Prove the identity for $\tan3\theta$

Question

Prove the identity for $$\tan3\theta= \frac{3\tan\theta - \tan^3 \theta}{1-3\tan^2 \theta}$$

Using de Moivre's theorem I have found that: $$\cos3\theta = 4\cos^3\theta - 3\cos \theta$$ $$\sin 3\theta = 3\sin \theta-4\sin^3\theta$$

therefore: $$\tan 3\theta = \frac{\sin 3\theta}{\cos 3 \theta}=\frac{3\sin \theta-4\sin^3\theta}{4\cos^3\theta - 3\cos \theta}$$

To then try and get the whole expression in terms of $\tan\theta$ I multiplied top and bottom of the fraction by $(4\cos^3\theta)^{-1}$. This gave me the following but I'm not now sure how to finish it off

$$\tan3\theta =\frac{\frac{3\sin \theta}{4\cos^3\theta} - \tan^3\theta}{1-\frac{3\cos \theta}{4\cos^3 \theta}}$$

Answer 1

Alternatively, to do it using what you've done so far, rather than applying the double-angle formula twice:

Note that $\frac{\sin\theta}{\cos^3\theta} = \tan\theta\sec^2\theta = \tan\theta(1 + \tan^2\theta) = \tan\theta + \tan^3\theta$. Alternatively, to do it using what you've done so far, rather than applying the double-angle formula twice:

note that $\frac{\sin\theta}{\cos^3\theta} = \tan\theta\sec^2\theta = \tan\theta(1 + \tan^2\theta) = \tan\theta + \tan^3\theta$. That will fix up your numerator nicely. Using $\sec^2 \theta = 1 + \tan^2\theta$ directly (since $\frac{\cos\theta}{\cos^3\theta} = \sec^2\theta$) will similarly fix up the numerator, so what you have so far is equal to

$$\frac{\frac{3}{4}\tan\theta-\frac{1}{4}\tan^3\theta}{\frac{1}{4} - \frac{3}{4}\tan^2\theta} = \frac{3\tan\theta-\tan^3\theta}{1-3\tan^2\theta},$$

as required

Answer 2

Use that $$\tan(3x)=\frac{\tan(x)+\tan(2x)}{1-\tan(x)\tan(2x)}$$ and then $$\tan(x+x)=\frac{2\tan(x)}{1-\tan^2(x)}$$

Answer 3

We have $$ \tan3\theta =\frac{\frac{3\sin \theta}{4\cos^3\theta} - \tan^3\theta}{1-\frac{3\cos \theta}{4\cos^3 \theta}} = \frac{\frac{3(\cos^2 \theta + \sin^2 \theta)\sin \theta}{4\cos^3\theta} - \tan^3\theta}{1-\frac{3(\cos^2 \theta + \sin^2 \theta)\cos \theta}{4\cos^3 \theta}} = \\ \frac{\frac{3\cos^2 \theta\sin \theta + 3\sin^3 \theta}{4\cos^3\theta} - \tan^3\theta}{1-\frac{3\cos^3 \theta + 3\sin^2 \theta\cos \theta}{4\cos^3 \theta}} = \\ \frac{\frac{3\cos^2 \theta\sin \theta}{4\cos^3\theta} + \frac{3\sin^3 \theta}{4\cos^3\theta} - \tan^3\theta}{1-\frac{3\cos^3 \theta}{4\cos^3 \theta} -\frac{3\sin^2 \theta\cos \theta}{4\cos^3 \theta}} $$ and from there, the simplification is straightforward.

Answer 4

You have achieved the $cos 3x$ and $sin 3x$ answers by matching the Real and Imaginary components to show them in terms of only $cos x$ and $sin x$ I presume, leading on from an earlier question.
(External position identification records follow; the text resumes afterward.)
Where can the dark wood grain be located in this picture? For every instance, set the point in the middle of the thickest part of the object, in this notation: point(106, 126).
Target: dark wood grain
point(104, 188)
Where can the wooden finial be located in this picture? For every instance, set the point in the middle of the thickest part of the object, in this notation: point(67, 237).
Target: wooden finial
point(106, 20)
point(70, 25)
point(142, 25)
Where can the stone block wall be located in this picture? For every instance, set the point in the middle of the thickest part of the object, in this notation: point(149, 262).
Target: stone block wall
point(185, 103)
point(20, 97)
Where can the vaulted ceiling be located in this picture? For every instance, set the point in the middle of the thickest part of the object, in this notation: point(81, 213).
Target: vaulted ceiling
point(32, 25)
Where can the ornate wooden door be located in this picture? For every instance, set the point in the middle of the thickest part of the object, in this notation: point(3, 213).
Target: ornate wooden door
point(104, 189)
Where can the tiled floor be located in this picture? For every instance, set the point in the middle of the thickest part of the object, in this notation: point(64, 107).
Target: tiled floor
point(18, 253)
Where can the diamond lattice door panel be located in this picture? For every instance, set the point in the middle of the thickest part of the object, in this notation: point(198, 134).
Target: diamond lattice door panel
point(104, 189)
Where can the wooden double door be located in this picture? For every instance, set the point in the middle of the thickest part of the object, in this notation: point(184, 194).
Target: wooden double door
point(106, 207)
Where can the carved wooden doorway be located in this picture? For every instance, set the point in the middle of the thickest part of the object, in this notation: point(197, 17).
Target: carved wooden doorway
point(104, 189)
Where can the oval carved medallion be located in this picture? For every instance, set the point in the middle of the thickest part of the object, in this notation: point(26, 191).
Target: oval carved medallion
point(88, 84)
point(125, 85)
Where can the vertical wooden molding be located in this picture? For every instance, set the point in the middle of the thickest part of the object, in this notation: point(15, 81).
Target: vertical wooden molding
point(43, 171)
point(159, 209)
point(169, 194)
It should be a lot easier if you simply do exactly what you've done for the answers before matching the components

Answer 5

A slightly different approach using de Moivre's theorem would be: notice that $1 + i \tan \theta = \sec \theta \cdot e^{i \theta}$. Therefore, cubing both sides, $(1 + i \tan \theta)^3 = \sec^3 \theta \cdot e^{3 i \theta}$. Now, if you take the "slope" of this complex number, i.e. the imaginary part divided by the real part, from the right hand side you see the result will be $\tan(3\theta)$. On the other hand, by binomial expansion, $$(1 + i \tan \theta)^3 = 1 + 3i \tan \theta - 3 \tan^2 \theta - i \tan^3 \theta = (1 - 3 \tan^2 \theta) + i (3 \tan \theta - \tan^3 \theta).$$